I have a requirement to run Data Quality Test So I am using Amazon Deequ for this. I am able to find the Data Quality Success/Failure Status using below code, but next I want to get all the rows which was failed in check and Store into another DataFrame/Hive Table. Please help on that how can I get it. Also can we perform Amazon Deequ on multiple Dataset at same time?
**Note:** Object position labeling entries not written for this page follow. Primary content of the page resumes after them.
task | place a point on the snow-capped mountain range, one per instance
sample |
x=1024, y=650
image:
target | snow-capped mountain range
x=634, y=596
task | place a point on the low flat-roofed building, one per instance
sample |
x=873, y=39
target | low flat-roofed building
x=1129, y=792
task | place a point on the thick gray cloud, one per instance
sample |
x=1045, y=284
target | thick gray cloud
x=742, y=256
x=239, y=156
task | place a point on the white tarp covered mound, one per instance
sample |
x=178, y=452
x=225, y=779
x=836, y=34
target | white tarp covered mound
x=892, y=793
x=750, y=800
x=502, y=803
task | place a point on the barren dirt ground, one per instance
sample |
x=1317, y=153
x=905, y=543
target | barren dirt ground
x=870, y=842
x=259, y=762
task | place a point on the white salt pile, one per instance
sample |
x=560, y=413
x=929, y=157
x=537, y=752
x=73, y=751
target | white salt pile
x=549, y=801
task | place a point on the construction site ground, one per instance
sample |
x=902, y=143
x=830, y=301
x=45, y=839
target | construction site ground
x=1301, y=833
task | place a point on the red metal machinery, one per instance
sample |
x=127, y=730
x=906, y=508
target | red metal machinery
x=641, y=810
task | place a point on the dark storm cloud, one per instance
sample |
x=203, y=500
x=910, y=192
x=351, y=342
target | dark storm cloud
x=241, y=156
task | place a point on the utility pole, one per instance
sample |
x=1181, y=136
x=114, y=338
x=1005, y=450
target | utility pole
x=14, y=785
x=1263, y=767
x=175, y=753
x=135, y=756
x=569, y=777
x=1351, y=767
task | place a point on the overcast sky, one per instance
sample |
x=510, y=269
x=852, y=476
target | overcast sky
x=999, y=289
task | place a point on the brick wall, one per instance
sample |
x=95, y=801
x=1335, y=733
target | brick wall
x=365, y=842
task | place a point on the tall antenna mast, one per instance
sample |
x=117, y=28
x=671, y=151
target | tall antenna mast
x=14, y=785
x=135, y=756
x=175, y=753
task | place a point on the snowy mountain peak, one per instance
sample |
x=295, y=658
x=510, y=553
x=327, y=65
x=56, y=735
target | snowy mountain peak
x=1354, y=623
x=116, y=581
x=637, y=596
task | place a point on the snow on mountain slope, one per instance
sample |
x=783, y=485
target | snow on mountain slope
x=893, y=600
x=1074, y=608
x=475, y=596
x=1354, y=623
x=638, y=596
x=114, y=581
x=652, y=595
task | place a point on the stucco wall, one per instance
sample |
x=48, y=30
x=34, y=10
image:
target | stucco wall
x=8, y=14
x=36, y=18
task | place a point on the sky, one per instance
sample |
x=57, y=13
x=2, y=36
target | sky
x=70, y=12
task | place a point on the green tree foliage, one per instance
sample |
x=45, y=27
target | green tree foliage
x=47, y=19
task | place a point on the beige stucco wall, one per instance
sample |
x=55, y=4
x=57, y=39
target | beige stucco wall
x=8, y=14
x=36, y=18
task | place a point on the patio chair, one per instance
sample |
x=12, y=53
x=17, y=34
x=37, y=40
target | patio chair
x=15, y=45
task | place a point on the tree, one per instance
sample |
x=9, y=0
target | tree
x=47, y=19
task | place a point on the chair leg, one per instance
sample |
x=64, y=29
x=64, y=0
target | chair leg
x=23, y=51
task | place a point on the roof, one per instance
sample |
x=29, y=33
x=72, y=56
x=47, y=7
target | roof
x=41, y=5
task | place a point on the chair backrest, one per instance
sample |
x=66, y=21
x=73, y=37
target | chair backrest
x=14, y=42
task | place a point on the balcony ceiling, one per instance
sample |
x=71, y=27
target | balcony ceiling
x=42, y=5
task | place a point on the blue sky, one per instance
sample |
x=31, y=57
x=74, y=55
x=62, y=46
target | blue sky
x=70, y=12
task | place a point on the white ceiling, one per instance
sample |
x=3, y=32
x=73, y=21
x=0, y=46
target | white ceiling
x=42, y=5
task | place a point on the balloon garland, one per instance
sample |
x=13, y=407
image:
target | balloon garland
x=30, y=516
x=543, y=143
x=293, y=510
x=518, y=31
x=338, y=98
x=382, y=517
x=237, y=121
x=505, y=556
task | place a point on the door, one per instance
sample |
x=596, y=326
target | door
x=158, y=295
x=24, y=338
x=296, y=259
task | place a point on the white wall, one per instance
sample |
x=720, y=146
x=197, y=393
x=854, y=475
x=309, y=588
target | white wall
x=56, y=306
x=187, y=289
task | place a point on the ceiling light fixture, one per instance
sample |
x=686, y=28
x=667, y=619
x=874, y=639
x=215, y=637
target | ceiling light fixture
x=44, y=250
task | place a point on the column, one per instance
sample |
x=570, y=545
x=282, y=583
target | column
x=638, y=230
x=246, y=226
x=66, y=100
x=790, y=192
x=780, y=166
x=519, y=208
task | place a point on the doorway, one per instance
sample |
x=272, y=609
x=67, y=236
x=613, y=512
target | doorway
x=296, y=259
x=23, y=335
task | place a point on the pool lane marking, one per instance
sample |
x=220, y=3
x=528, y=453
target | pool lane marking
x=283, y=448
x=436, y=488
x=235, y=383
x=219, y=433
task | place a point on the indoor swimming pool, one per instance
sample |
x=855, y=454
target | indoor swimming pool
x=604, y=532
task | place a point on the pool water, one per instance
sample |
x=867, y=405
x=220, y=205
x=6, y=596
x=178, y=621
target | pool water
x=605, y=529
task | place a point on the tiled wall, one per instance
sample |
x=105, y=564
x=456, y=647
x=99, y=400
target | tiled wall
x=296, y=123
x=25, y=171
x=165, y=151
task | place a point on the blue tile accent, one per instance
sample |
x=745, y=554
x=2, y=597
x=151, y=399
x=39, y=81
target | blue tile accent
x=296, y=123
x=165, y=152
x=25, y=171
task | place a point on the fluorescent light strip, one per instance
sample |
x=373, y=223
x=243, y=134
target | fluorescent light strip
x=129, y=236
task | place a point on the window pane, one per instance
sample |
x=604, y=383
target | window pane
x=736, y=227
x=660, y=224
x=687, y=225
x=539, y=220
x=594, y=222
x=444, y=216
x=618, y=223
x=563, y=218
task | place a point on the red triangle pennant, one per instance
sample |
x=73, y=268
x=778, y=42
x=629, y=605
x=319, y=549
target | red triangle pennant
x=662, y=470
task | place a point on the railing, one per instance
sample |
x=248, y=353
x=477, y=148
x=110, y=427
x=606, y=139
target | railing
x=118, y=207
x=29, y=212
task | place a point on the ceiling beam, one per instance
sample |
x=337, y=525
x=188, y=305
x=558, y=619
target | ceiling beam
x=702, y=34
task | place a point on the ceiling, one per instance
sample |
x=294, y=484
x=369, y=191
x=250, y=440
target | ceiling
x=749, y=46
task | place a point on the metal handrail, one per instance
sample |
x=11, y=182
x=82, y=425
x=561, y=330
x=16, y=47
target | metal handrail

Below is the Running Code and need help to get the code for storing bad failed records.
import com.amazon.deequ.VerificationSuite
import com.amazon.deequ.checks.{Check, CheckLevel, CheckStatus}
import com.amazon.deequ.constraints.ConstraintStatus
object Test extends App {
val spark = SparkSession.builder()
.master("local[*]")
.appName("amazon-deequ-test")
.getOrCreate();
val data = Seq((1, "Thingy A", "awesome thing.", "high", 0),
(2, "Thingy B", "available at http://thingb.com", null, 0),
(3, null, null, "low", 5),
(4, "Thingy D", "checkout https://thingd.ca", "low", -10),
(5, "Thingy E", null, "high", 12))
val cols = Seq("id", "productName", "description", "priority", "numViews")
val data = spark.createDataframe(data).toDF(cols: _*)
data.show(false)
val verificationResult: verificationResult = VerificationSuite() {
VerificationSuite()
.onData(data)
.addCheck(
Check(CheckLevel.Error, "integrity checks")
// we expect 5 records
.hasSize(_ == 5)
// 'id' should never be NULL
.isComplete("id")
// 'id' should not contain duplicates
.isUnique("id")
// 'productName' should never be NULL
.isComplete("productName")
// 'priority' should only contain the values "high" and "low"
.isContainedIn("priority", Array("high", "low"))
// 'numViews' should not contain negative values
.isNonNegative("numViews"))
.addCheck(
Check(CheckLevel.Warning, "distribution checks")
// at least half of the 'description's should contain a url
.containsURL("description", _ >= 0.5)
// half of the items should have less than 10 'numViews'
.hasApproxQuantile("numViews", 0.5, _ <= 10))
.run()
}
val resultDataFrame = checkResultAsDataFrame(spark, verificationResult).show(false)
}